Rajesh
It was through his father that Rajesh first heard about Osho. After attending a Mt. Abu camp in 1970 his father returned to the family home in Rajasthan with a small book. Rajesh, at the tender age of 6, could not read the words but, on seeing a photograph of Osho on the cover, the response in the young boy’s heart was ‘This is it. You have found your Master’.
A few years later, in 1975, Rajesh and his younger brother were taken to Poona on vacation and one morning their mother hauled them out of bed to take them to a discourse given by Osho on ‘The Mahagita’. It was too esoteric for the young boys to understand but Rajesh said he enjoyed the jokes and loved gazing at Osho in his white robe. He still remembers the chapals (sandals)! But it was Osho’s gestures and presence that mesmerised him and went deep. When Osho looked directly at him Rajesh said he had an experience of death – and yet also a feeling of magic, a feeling that his feet were not quite touching the ground.
Rajesh posing in front of his shop in Pune with his beautiful statues
During the following years Rajesh visited many other gurus and temples, even churches. His heart was sure about Osho but, as usual, the mind had come in and was creating the usual resistance! However, at the age of 17, Rajesh realised that he couldn’t go any further – it was now suicide or sannyas. In Madhurai at the time, he heard that Osho had just left Poona for the USA which meant he could no longer take sannyas by mail from there. Undeterred he wrote to Osho in Rajneehpuram and got an answer back in 3 weeks with his sannyas name and a mala. He was the only sannyasin in Madhurai and everyone thought he was a joke as Osho was known solely as a ‘sex guru’ in India at that time.

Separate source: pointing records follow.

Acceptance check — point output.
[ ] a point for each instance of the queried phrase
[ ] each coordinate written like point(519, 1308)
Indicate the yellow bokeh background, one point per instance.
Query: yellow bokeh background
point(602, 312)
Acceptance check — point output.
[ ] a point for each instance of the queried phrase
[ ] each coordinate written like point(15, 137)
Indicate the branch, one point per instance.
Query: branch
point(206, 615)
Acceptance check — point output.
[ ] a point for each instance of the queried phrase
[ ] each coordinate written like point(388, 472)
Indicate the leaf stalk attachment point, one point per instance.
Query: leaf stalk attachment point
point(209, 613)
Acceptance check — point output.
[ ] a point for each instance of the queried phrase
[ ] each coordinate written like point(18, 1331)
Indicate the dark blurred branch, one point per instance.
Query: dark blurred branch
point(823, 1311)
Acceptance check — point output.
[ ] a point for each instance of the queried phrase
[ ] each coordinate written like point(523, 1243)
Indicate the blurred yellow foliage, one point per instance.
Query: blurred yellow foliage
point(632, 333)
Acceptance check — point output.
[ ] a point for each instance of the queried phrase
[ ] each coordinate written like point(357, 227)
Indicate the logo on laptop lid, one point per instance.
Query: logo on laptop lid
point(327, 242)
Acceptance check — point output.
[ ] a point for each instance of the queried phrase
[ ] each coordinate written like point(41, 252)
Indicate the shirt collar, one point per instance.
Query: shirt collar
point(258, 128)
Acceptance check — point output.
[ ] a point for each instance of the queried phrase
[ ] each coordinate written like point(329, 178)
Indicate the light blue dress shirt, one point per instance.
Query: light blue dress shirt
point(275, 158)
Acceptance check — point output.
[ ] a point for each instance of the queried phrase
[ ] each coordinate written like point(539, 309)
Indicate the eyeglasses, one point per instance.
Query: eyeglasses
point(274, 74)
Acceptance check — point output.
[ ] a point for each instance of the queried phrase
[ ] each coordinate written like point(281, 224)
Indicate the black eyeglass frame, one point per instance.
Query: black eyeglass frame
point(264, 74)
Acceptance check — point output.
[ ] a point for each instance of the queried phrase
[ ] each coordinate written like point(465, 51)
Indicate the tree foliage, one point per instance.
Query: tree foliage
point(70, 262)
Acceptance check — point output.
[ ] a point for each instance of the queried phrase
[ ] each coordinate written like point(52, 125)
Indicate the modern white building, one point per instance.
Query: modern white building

He was still beset with a hunger to be physically near an enlightened master wondering what it would be like to touch and be touched by such a being, but because this was not at the moment possible as Osho was in the USA, he thought about going to another enlightened master. He remembered how Osho used to joke with his sannyasins about visiting J.Krishnamurti, telling them to go to his discourses and sit in the front row wearing orange and the mala. As J. Krishnamurti was visiting Adyar, near Chennai, Rajesh and a sannyasin friend did just that! He remembers feeling luminous and kind of drunk and after the discourse followed J. Krishnamurti to his house.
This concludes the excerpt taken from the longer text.